Temozolomide monotherapy and in combination
Temozolomide, an oral alkylating agent typically used in chemotherapeutic treatment of astrocytoma and melanoma, has shown promise as monotherapy [62, 63], and in combination with pasireotide [64], as a treatment for aggressive pituitary adenomas and carcinomas.
To date, ~30 cases of pituitary adenoma have been treated with temozolomide (including ten ACTH-secreting adenomas). Overall reported response rate is approximately 60 % [62, 63]; however, information on temozolomide treatment of pituitary adenomas is currently confined to individual case reports and three case series [65–67]. An inverse relationship between tumoral O6-methylguanine-DNA methyltransferase (MGMT) immunoexpression and response to temozolomide therapy has been suggested, but not confirmed in all studies [62, 65, 67, 68].

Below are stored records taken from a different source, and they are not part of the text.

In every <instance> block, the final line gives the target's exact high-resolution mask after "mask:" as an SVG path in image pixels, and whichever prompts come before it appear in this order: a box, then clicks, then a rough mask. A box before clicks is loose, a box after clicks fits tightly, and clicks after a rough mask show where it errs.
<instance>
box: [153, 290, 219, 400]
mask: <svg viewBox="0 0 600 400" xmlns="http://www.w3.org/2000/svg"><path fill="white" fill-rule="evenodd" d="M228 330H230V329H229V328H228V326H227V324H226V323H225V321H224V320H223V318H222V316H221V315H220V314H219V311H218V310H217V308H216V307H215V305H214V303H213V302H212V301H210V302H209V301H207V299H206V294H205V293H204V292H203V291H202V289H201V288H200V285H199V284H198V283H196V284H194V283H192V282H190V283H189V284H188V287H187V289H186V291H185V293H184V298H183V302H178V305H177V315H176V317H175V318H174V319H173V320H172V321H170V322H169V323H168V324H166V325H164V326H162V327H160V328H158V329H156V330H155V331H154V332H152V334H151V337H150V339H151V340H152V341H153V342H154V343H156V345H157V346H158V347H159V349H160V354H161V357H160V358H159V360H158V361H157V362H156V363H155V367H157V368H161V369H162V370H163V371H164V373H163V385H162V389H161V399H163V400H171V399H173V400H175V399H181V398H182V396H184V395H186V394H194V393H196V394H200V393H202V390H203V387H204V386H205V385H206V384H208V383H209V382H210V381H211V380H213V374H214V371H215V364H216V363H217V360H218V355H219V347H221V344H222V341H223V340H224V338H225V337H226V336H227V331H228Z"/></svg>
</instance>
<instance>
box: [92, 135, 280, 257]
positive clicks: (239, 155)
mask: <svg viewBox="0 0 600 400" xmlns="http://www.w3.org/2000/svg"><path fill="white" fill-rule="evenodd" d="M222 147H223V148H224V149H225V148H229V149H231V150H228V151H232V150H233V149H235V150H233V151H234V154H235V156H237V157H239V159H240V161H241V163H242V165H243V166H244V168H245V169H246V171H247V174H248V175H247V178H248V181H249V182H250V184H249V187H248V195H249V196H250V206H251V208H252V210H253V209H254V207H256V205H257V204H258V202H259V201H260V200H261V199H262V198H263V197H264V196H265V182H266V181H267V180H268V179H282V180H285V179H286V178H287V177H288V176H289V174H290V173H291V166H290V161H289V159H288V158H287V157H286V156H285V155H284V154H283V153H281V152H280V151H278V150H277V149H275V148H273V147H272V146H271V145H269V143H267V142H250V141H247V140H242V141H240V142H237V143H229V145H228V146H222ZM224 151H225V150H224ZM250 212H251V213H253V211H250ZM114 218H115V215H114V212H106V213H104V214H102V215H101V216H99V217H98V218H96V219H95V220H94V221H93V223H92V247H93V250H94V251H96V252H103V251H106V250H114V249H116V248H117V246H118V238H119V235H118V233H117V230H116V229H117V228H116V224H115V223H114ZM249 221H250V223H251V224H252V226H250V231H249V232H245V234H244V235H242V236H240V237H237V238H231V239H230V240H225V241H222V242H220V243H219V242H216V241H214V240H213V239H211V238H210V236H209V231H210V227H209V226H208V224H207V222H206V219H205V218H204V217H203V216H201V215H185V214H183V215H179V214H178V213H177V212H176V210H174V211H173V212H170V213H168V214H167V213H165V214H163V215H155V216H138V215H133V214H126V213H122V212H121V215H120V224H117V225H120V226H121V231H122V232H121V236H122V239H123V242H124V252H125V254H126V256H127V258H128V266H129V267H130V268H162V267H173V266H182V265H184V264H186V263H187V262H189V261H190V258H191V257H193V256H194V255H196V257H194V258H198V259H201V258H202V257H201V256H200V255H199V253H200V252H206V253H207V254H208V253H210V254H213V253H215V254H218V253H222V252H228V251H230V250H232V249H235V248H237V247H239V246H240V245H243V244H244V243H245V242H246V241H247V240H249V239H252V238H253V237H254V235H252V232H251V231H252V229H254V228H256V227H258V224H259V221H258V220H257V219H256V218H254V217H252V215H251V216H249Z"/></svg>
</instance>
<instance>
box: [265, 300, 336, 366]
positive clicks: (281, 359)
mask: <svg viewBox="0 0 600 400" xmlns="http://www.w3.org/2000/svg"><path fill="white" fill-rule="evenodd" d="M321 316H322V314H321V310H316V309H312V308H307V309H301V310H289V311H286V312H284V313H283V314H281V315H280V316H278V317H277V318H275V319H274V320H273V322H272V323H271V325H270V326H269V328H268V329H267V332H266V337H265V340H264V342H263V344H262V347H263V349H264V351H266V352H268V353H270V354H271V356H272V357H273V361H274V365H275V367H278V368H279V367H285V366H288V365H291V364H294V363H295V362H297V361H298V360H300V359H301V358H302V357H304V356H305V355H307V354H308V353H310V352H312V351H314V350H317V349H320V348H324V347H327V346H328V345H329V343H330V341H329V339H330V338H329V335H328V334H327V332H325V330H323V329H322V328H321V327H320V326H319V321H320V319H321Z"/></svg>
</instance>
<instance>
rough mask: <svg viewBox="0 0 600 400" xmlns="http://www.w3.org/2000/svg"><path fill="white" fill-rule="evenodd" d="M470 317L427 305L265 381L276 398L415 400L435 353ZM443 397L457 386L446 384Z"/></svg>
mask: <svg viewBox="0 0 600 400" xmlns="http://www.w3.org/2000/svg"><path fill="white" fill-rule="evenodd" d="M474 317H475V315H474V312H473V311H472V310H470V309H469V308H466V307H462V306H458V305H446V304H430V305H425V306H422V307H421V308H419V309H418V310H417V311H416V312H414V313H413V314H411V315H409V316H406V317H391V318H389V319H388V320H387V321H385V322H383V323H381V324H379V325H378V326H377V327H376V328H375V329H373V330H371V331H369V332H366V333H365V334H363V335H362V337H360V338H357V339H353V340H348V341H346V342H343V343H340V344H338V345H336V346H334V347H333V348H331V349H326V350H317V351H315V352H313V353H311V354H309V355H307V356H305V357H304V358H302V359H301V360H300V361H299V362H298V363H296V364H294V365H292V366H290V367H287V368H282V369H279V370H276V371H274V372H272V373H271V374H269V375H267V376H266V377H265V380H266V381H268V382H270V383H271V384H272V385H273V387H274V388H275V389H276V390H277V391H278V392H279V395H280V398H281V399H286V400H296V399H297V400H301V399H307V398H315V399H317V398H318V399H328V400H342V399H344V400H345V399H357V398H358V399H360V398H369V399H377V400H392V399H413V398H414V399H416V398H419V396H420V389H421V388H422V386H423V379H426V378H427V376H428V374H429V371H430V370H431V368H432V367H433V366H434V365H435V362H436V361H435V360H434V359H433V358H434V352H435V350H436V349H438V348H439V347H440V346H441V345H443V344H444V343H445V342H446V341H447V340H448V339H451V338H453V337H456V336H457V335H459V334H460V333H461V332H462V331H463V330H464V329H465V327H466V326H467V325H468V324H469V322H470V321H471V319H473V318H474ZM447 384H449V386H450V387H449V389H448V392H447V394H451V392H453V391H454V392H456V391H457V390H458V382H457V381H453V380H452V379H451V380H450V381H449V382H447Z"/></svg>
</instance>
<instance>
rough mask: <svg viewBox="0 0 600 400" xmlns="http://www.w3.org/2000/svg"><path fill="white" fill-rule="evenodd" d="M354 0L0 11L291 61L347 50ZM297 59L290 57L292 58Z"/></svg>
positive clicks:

Temozolomide may represent a viable treatment option for aggressive corticotroph adenomas refractory to surgery, radiotherapy, or other medical treatment. In tumors that responded to temozolomide, the clinical response was associated with prompt reductions in ACTH, chiasmatic compression and mass effects. Thus, it is possible to evaluate response early in the course of treatment. Targeted modulation of MGMT expression may be useful in patients who may otherwise not respond to temozolomide therapy [63].